I needed to check the evenness of coverage across intervals of a bacterial genome that we were re-sequencing for various experimental reasons. I aligned my FASTQ to a reference genome from GenBank using Bowtie2. There are several nice tools in the SAMTools and BEDTools kits that produce either a base by base coverage count or a histogram of coverage showing how many bases are covered how deeply. I wanted a map at 1 Kb resolution. It took a while to figure out that I first need to make a BED file of intervals from my genome - with correct names for the 'chromosomes' that match the SAM header, and then use 'samtools bedcov' to get my intervals. Then a simple graph from Excel or R shows the coverage per interval along the genome.
Here are the steps (as much for me to remember as for usefulness to anyone else)
1) Create a Bowtie2 index of the reference genome (can be from GenBank, or can be a de novo assembly of contigs created locally from this FASTQ data). Reference_in must be FASTA format.
bt2_base is the name you will call the index.
2) Align the FASTQ file(s) to the Reference. bt2-idx is the name of the index created in the previous step. There are a ton of options for stringency of alignment, format of input data, etc. I set this to use 16 CPU threads. I usually like to leave out the unaligned reads, which can reduce the output file size somewhat. [Of course, the unalinged reads are the goal when you use Bowtie as a filter to remove human from microbiome data or any other sort of contaminant screen.]
bowtie2 -p 16 --no-unal -x
3) Is is annoying that Bowtie produces output in SAM format, and 99% of the time, the very first thing you have to do is convert to sorted BAM. Note that samtools sort puts its own .bam on the end, so if your are not careful you will get files named output.bam.bam
samtools view -bS output.sam | samtools sort - file_sorted
4) Create a 'genome' file for your reference genome. This is just a tab delimited file that names the chromosomes (or individudal sequences that may be in a multi-FASTA file, such as contig names).

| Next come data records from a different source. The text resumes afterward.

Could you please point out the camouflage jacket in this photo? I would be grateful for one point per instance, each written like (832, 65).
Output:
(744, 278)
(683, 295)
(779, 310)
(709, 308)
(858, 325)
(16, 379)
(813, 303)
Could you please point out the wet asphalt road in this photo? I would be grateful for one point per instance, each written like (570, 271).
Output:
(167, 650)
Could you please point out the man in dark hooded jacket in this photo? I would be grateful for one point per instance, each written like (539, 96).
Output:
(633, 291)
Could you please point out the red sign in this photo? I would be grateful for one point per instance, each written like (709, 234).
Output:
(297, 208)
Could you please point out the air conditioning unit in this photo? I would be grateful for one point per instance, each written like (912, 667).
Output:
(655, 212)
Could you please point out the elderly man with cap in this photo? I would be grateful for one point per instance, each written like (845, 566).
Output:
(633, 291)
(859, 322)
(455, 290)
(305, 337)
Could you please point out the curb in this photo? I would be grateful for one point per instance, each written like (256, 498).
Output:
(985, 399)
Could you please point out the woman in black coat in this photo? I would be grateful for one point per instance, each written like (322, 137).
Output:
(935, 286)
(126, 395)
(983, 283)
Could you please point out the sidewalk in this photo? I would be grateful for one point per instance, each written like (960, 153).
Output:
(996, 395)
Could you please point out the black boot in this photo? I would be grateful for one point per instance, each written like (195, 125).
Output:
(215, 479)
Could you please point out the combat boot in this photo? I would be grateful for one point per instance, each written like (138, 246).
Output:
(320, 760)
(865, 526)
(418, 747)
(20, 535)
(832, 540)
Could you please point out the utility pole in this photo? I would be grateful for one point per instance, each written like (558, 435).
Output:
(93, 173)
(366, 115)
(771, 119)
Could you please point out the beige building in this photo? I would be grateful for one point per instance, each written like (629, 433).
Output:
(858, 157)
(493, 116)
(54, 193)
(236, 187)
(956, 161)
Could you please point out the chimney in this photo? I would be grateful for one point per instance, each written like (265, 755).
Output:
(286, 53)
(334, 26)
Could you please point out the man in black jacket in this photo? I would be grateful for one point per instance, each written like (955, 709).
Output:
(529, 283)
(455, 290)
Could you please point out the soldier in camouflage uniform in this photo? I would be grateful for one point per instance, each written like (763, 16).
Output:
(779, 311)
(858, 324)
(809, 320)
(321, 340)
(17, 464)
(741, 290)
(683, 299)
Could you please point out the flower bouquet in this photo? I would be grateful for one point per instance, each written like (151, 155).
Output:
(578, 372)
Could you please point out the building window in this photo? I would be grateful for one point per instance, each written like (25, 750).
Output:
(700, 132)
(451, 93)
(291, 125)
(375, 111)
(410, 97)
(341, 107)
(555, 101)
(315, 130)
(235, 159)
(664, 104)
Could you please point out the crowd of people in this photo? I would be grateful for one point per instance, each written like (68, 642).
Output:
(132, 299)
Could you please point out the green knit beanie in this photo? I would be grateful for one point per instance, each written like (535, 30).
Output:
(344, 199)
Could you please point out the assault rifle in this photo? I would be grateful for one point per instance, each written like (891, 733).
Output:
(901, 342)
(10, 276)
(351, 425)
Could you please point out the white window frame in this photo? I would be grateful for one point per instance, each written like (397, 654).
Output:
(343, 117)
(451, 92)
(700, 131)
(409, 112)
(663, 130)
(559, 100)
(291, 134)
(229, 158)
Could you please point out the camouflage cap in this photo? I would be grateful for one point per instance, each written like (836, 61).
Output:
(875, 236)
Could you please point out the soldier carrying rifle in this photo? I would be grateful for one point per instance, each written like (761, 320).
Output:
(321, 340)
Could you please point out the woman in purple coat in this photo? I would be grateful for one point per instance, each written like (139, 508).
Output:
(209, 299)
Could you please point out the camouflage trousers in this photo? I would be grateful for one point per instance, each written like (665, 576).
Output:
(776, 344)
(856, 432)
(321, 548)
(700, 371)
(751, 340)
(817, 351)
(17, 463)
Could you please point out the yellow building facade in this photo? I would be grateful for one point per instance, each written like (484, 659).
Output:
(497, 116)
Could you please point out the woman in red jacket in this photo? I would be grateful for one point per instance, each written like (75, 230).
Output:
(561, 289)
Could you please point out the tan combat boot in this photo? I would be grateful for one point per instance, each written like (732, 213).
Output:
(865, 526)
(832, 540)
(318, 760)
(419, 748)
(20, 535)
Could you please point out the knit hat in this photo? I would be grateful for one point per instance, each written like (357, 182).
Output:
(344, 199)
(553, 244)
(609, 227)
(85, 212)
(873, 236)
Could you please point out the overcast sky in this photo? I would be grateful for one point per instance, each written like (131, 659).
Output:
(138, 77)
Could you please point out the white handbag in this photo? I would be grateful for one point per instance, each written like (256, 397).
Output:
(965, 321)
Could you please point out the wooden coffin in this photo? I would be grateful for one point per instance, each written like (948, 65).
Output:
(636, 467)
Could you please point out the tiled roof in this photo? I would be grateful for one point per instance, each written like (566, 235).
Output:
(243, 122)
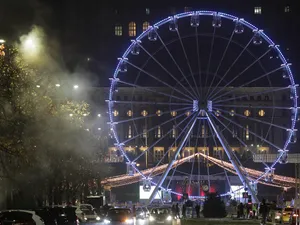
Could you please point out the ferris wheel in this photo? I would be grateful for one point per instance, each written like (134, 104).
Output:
(202, 82)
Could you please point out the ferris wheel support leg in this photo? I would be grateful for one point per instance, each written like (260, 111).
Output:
(232, 159)
(164, 175)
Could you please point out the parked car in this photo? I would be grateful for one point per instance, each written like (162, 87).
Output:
(286, 215)
(20, 217)
(87, 213)
(119, 215)
(161, 215)
(64, 215)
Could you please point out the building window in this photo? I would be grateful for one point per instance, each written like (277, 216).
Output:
(287, 9)
(118, 30)
(261, 113)
(132, 29)
(174, 132)
(159, 112)
(257, 10)
(158, 132)
(146, 25)
(147, 11)
(232, 112)
(173, 113)
(247, 112)
(115, 112)
(187, 9)
(158, 152)
(247, 136)
(144, 113)
(145, 134)
(129, 113)
(129, 132)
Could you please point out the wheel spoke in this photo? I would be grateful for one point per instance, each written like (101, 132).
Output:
(210, 54)
(227, 71)
(253, 119)
(150, 115)
(164, 68)
(252, 94)
(165, 135)
(151, 103)
(241, 73)
(188, 63)
(199, 63)
(255, 106)
(251, 132)
(167, 152)
(153, 91)
(247, 83)
(240, 140)
(153, 128)
(178, 67)
(220, 63)
(157, 79)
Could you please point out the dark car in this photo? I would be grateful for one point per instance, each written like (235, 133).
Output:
(119, 215)
(20, 217)
(160, 215)
(64, 215)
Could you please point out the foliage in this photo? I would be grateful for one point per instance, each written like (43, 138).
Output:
(44, 148)
(214, 207)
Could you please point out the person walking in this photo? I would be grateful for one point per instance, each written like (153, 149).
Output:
(177, 211)
(197, 209)
(263, 210)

It is super easy to mess this up. The best way is to view the top of your output.sam file created by bowtie2. The lines that start with @ are your chromosome headers, and they very helpfully already show the length of each one. This is a bit of a pain if you have a genome with lots of contigs, but a little 'cut' and 'paste' in bash or Excel will get you there.
Here is what mine looked like:
@HD VN:1.0 SO:unsorted
@SQ SN:MKZW02000001.1 LN:5520555
@SQ SN:MKZW02000002.1 LN:248293
@PG ID:bowtie2 PN:bowtie2 VN:2.2.7 CL:"/local/apps/bowtie2/2.2.7/bowtie2-align-s --wrapper basic-0 -p 8 -x Kluy
and here is the genome file I made:
5) Make a set of intervals with bedtools makewindows. I wanted 1 Kb intervals, so I use -w 1000.
The result is a simple BED file with one line for each 1Kb window of the genome.
bedtools makewindows -g genome.txt -w 1000 > genome_1k.bed
$ more genome_1k.bed
MKZW02000001.1 0 1000
MKZW02000001.1 1000 2000
MKZW02000001.1 2000 3000
MKZW02000001.1 3000 4000
6) Use samtools bedcov to count the total number of bases in the BAM file that are located in each of the intervals ('sum of per base read depths per BED region'). This works much faster than any other coverage tool that I have tested.
samtools bedcov genome_1k.bed kv_sorted.bam > kv_1k.cov
7) Divide the sum of coverage by the window size (/1000 in my case), and plot the average coverage per window as a scatter plot, using the end of each interval as the X axis and the coverage as the Y.
Histogram will only work nicely if you have very few intervals. In my case, high and low coverage outlier intervals are easily visible.